Get comfortable with the uncomfortable
Quigley started meditating a few years ago and soon discovered that training her mind was an important part of training her body. “I use the Headspace app for 10 minutes a day, the first thing in the morning, and it gets me off on the right foot for the day. After eight weeks of doing it every day, I found huge benefits in my running. I found it a lot easier to get into that zone of that concentrated peak performance in races. In my personal life, I felt like I could roll with the punches a lot easier. There are times in my workouts, where I will be running at an eight-mile tempo, where I’ll think, ‘This is not great. It hurts. And it sucks.’ But it’s just for this moment, and to be honest, it’s not getting any worse. It’s uncomfortable, but it’s just a steady, grinding pain. And if you can get to the point where you can accept it—it’s uncomfortable, and I’m going to be uncomfortable for a little while longer—it makes it easier to get through it. Your breathing begins to calm down, and it actually gets easier if you can accept that it will be uncomfortable.

Write it all down
Quigley keeps two separate journals. “I have a training journal, which is important for any athlete over weeks and months, and even years. You can see how your training is progressing. Patterns begin to emerge. If I got injured, was there a pattern of activity that may have contributed to it? If I had a great race, are there things I did differently that may have helped me? More recently, I also started using a bullet journal that you can make into whatever you want to help your life. I love using it as a way to organize my life and schedule things. I also have what’s called a habit tracker, where you create a square for each day and keep track of the daily habits you would like to have. If one of your habits is to drink more water every day, and over the holidays you see three days in a row where you aren’t drinking enough water, it helps you to get back on track. You can go a long time doing the same thing without realizing it. Journaling helps keep you mindful about important things in your life.”

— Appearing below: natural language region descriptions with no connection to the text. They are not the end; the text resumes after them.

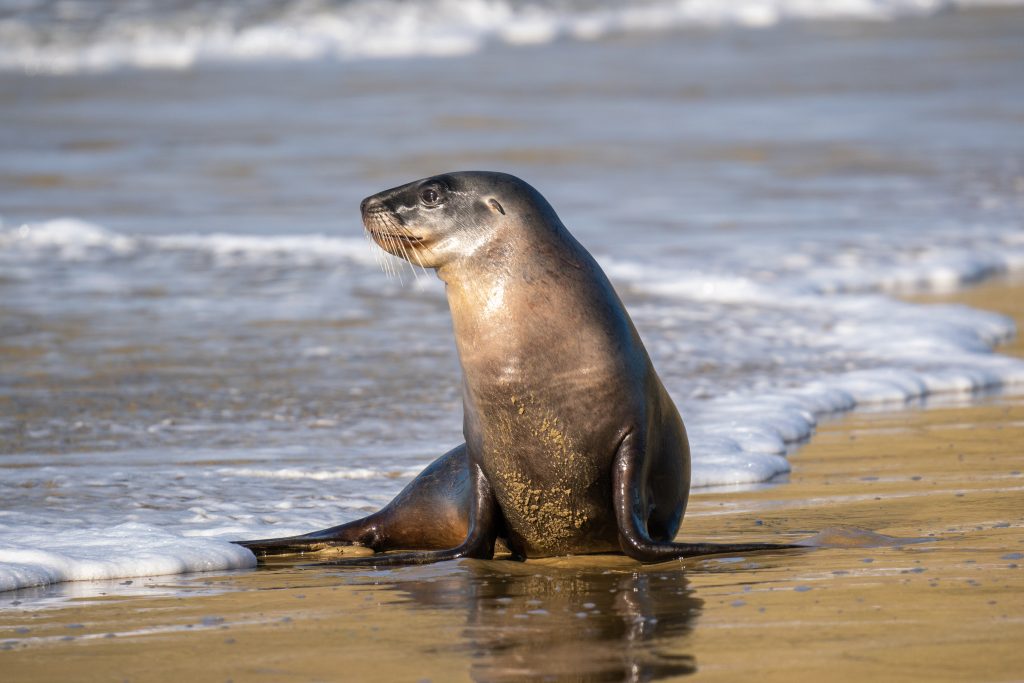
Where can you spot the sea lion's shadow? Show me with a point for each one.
(584, 619)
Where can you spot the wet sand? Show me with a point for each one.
(950, 607)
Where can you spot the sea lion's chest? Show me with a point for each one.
(550, 474)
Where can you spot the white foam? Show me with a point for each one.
(36, 557)
(181, 38)
(76, 240)
(320, 474)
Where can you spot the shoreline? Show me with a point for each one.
(946, 608)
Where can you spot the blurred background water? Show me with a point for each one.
(196, 339)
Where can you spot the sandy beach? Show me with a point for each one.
(941, 602)
(198, 344)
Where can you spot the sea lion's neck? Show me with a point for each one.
(547, 300)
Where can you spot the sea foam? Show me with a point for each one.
(39, 37)
(36, 557)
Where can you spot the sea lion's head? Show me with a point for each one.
(443, 218)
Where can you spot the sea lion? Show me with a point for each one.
(572, 444)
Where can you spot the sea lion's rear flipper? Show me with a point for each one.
(431, 512)
(632, 510)
(483, 522)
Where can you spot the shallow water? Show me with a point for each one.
(196, 337)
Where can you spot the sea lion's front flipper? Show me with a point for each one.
(632, 510)
(432, 512)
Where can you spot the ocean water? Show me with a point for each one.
(198, 344)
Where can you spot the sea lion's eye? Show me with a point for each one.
(430, 197)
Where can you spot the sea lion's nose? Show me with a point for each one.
(370, 205)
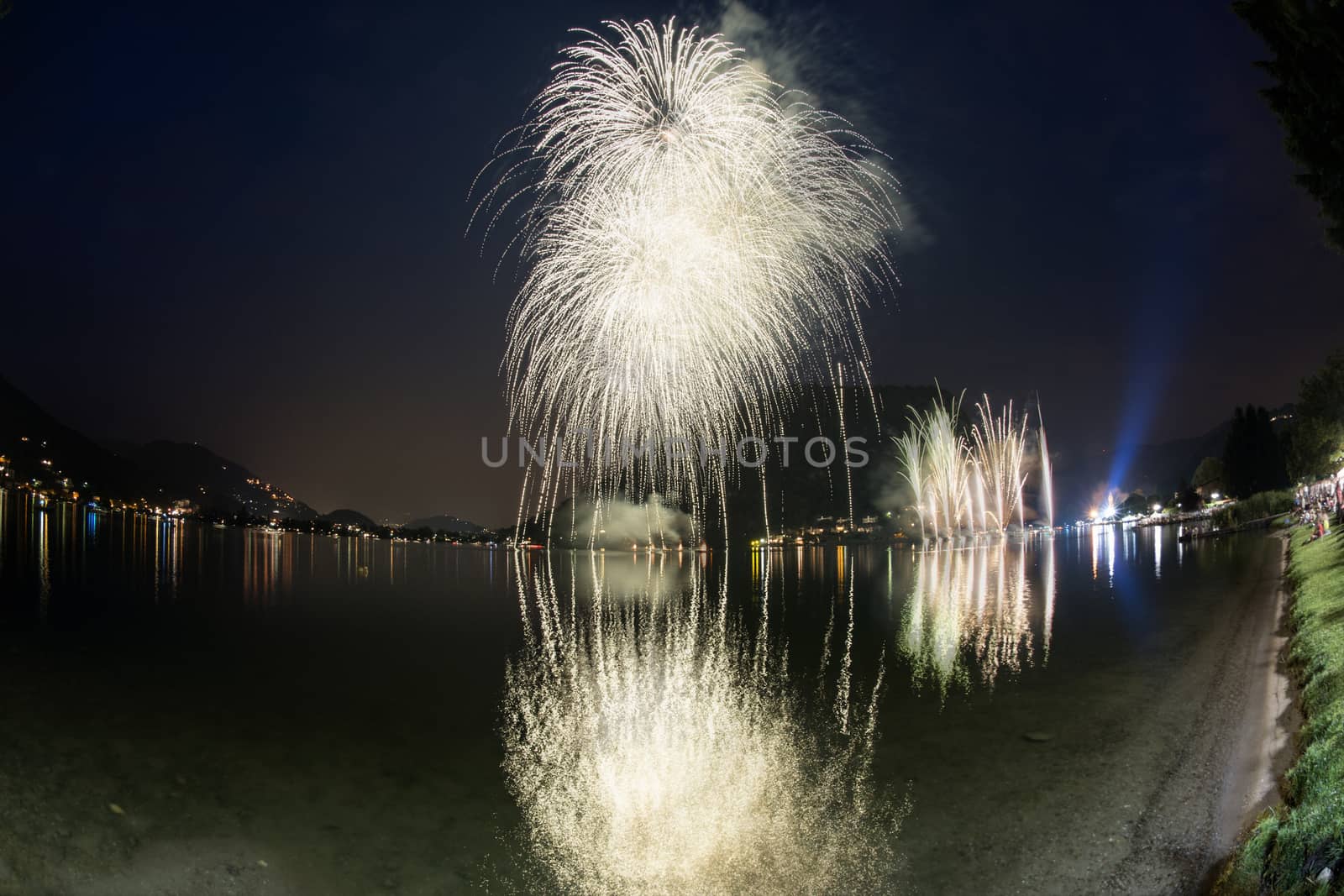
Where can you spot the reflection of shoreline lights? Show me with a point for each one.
(967, 486)
(652, 750)
(974, 604)
(696, 242)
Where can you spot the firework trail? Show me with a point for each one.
(696, 242)
(974, 485)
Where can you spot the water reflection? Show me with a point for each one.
(656, 743)
(971, 609)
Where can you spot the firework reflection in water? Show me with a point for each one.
(655, 745)
(972, 607)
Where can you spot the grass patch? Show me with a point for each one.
(1289, 848)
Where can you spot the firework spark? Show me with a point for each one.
(696, 242)
(965, 486)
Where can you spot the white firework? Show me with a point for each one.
(963, 485)
(696, 242)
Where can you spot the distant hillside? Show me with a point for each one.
(199, 474)
(349, 517)
(40, 448)
(1155, 469)
(445, 523)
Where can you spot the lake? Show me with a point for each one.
(190, 708)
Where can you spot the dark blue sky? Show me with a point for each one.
(244, 226)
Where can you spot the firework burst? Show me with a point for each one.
(696, 244)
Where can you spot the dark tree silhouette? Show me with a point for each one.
(1307, 38)
(1253, 457)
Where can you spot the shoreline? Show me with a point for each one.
(1265, 747)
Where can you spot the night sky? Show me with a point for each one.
(244, 224)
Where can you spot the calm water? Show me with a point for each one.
(284, 714)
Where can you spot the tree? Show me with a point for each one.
(1319, 432)
(1307, 38)
(1210, 476)
(1253, 458)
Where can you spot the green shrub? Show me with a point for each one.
(1288, 849)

Embrace the smaller details
As a runner, Quigley knows that a runner’s main job is, well, to run. But it’s all of the things that surround being a runner that Quigley feels are a great part of her success. “A lot of people as me what I do all day besides running,” Quigley says. “It’s more than just running. I’ll also spend an hour training in the gym. I’ll do rehab exercises to keep my feet healthy. I may go to yoga in the afternoon or swim. I take time preparing food because I enjoy that process of creating meals that are nourishing and fulfilling. All of those little things separate the good from the great, but you have to enjoy those things. If you don’t, it will feel like a job.

Challenge yourself
Despite being an elite steeplechase runner, Quigley has found great success recently as a 1,500-meter runner, finishing first in the mile at the prestigious 2018 Millrose Games in New York City. “People ask you three questions as a runner,” Quigley says. “How fast can you run a mile? Did you go to the Olympics? And have you run a marathon? Well, I’ve never run a marathon, but I have gone to the Olympics, and this year, I made the U.S. team that went to the world championships as a 1,500-meter runner, which was very special to me. Right now, I’m training for the steeplechase at the 2020 Games in Tokyo and I may even try for the 2024 Olympics, if my body holds up and allows me to do it. For me, running Is a lifestyle, not just a job. I’ve known some people who don’t enjoy the day-to-day at all. And somehow, they are still able to achieve these amazing things, but it still doesn’t make them happy. They are miserable during the process, and when they win, they are still miserable. If I don’t win or get a record, it would be really disappointing, but knowing that I spent four years having fun training for it and all that I put into it, and I’m going to enjoy the next four years trying again. I would much rather live life that way then feeling sad all of the time.